Meine Mutter Courage
Sollte ich meine Mutter mit einem knappen Begriff charakterisieren, fällt mir der Titel des Theaterstücks von Bertolt Brecht (1898–1956) ein: «Mutter Courage». Meine Mutter wurde 1913 geboren – und wer am Anfang des 20. Jahrhunderts in Deutschland zur Welt kam, hatte schwere Zeiten vor sich. Nach dem Elend des 1. Weltkriegs verbrachte sie ihre Jugend mit ihren Geschwistern und meinen Großeltern im Rheinland. Dort bekam sie eine gehörige Portion rheinischen Frohsinns mit, der auch mir später zugutekam. Gegen Ende des 2. Weltkriegs fiel das Haus in Heilbronn – wo die Familie nun lebte – einem schweren Fliegerangriff zum Opfer, so dass sie mittellos zu Verwandten aufs Land zog. Dort lernte sie meinen Vater kennen – und wurde mit mir schwanger. Unehelich.
Ein Kandidat für die Abtreibung
Besonders mein preußisch gedrillter Großvater empfand das als Skandal. Nach heutigen Maßstäben wäre ich aus wirtschaftlichen, aber auch psychologischen Gründen ein Kandidat für eine Abtreibung gewesen! Aber meine Mutter hatte den Mut, mich auszutragen. Ich danke ihr für die Gabe des Lebens. Nach meiner Geburt durchlief sie eine tiefe innere Umkehr, durch die ihr anerzogener Glaube auch zu einer Herzenssache wurde. Als ich – noch ein Säugling – wegen Ernährungsproblemen todkrank wurde, legte sie ein Gelübde ab: meinen Vater – einen bekennenden Atheisten – nicht zu heiraten, falls ich überlebe. Sie war also bereit, den «Makel» einer alleinerziehenden Mutter mit der zusätzlichen Belastung eines Berufslebens auf sich zu nehmen.
Das tiefe Gefühl der Geborgenheit
Als Kleinkind kam ich tagsüber in eine Kinderkrippe. Hatte meine Mutter – sie war Telefonistin – Frühdienst, fuhr sie schon um 6 Uhr mit dem Fahrrad los; bei der Spätschicht brachte mich meine Oma oder die Tante zu Bett. Bei aller Unruhe der Nachkriegszeit erlebte ich doch das tiefe Gefühl der Geborgenheit.
Immer wurde mit mir ein Abendgebet gesprochen und «Der Mond ist aufgegangen» gesungen. In meiner gesamten Jugendzeit bestimmte die praktische, vom Pietismus geprägte Frömmigkeit unseren Alltag.
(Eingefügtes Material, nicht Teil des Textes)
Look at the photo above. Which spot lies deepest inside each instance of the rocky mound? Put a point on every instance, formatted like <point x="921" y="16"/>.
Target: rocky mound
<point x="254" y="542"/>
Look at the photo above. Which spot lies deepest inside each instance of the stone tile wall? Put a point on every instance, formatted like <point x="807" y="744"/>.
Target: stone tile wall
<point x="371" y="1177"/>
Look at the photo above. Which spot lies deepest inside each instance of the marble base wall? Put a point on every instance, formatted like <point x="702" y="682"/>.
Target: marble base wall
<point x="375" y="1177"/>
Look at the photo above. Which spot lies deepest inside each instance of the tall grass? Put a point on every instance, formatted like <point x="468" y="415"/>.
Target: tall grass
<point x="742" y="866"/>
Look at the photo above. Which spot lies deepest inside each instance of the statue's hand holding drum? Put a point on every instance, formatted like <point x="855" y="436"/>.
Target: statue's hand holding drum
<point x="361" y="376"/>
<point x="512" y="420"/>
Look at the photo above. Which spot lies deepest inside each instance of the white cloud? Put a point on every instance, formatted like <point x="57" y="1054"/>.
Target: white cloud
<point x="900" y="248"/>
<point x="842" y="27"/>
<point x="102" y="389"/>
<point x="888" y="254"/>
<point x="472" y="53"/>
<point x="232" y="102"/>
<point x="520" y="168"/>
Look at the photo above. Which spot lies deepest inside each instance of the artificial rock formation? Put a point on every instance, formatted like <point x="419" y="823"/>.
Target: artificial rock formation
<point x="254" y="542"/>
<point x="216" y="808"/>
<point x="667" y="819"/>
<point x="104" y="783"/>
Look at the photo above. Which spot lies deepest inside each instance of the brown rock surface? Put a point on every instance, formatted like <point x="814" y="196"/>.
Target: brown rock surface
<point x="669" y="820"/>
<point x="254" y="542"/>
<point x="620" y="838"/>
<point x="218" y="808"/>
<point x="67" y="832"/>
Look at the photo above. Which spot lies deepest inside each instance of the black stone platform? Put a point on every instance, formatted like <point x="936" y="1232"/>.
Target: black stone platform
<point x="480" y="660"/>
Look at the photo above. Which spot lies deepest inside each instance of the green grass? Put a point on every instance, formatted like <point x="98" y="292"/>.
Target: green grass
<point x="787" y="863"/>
Neben Gebeten in der Familie gehörten der sonntägliche Gottesdienst und die Gemeinschaftsstunde am Abend dazu.
Als ich meiner Mutter eröffnete, dass ich Theologie studieren und Pfarrer werden wolle, war sie freudig erstaunt und hat mich stets auf diesem Weg unterstützt. Auch im Ruhestand engagierte sie sich für die Familie und war mit größter Selbstverständlichkeit auch für die Enkel da. Besonders durch ihre treue Fürbitte hat sie die verschiedenen Stationen meines beruflichen Weges intensiv begleitet.
Jesu, geh voran auf der Lebensbahn
Was sie sich überhaupt nicht vorstellen konnte, war, jemals in ein Altersheim zu gehen. Als wir mit ihr bei einem «Tag der Offenen Tür» eine Altenwohnanlage besichtigten, fragte sie – als 90-Jährige! – mich erstaunt: «Rolf, willst du denn jetzt schon ins Altenheim gehen?»
Inzwischen ist sie 98 und leidet an einer schnell voranschreitenden Demenz. In der zunehmenden Nacht des Vergessens überrascht sie mich immer wieder mit Choralversen, die sie noch auswendig kann. Oft betet sie die Strophen ihres Lieblingsliedes «Jesu, geh voran auf der Lebensbahn …». Im Glauben und mit viel Mut geht sie die letzte Wegstrecke ihres irdischen Lebens – in der Erwartung der Heimat, die noch kommt. Ich habe ihr für alle Fürbitte, Liebe und Fürsorge unendlich zu danken.